Un lecho de flores

Decía Voltaire, que si no hubiera Dios habría necesidad de inventarlo y yo añado, que si no fuera cierta la inmortalidad del alma y su progreso indefinido, sería preciso que la fantasía humana los creara, pues sólo esperando en el mañana se pueden sobrellevar tantas y tantas penalidades como a la humanidad afligen.

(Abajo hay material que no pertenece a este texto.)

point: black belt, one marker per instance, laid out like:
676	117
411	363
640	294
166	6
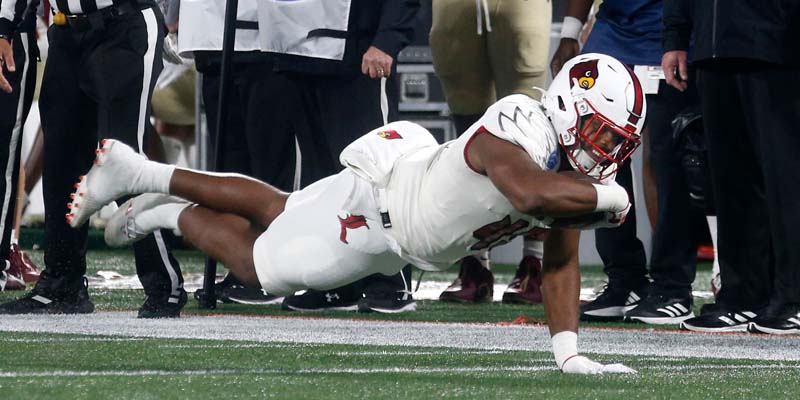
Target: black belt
98	19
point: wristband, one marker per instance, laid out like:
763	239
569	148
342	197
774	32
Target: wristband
612	197
571	28
565	346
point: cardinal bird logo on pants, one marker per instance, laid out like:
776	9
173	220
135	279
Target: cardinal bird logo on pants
351	222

Dejando a parte la completa soledad en que viven la mayoría de los espíritus de la Tierra, que aún en su propio hogar están como si fueran proscritos; eliminando el desacuerdo que existe en innumerables familias, hay un dolor irresistible, superior a todos los dolores, y es cuando un individuo se ve atacado por una de esas dolencias incurables, desesperación de la orgullosa ciencia, la cual a pesar de vanagloriarse de poseer la suprema sabiduría, se tiene que cruzar de brazos ante un tumor canceroso, que, hablando metafóricamente, empuña la guadaña destructora y corta sin piedad el hilo de la existencia de aquel en quien hizo su presa.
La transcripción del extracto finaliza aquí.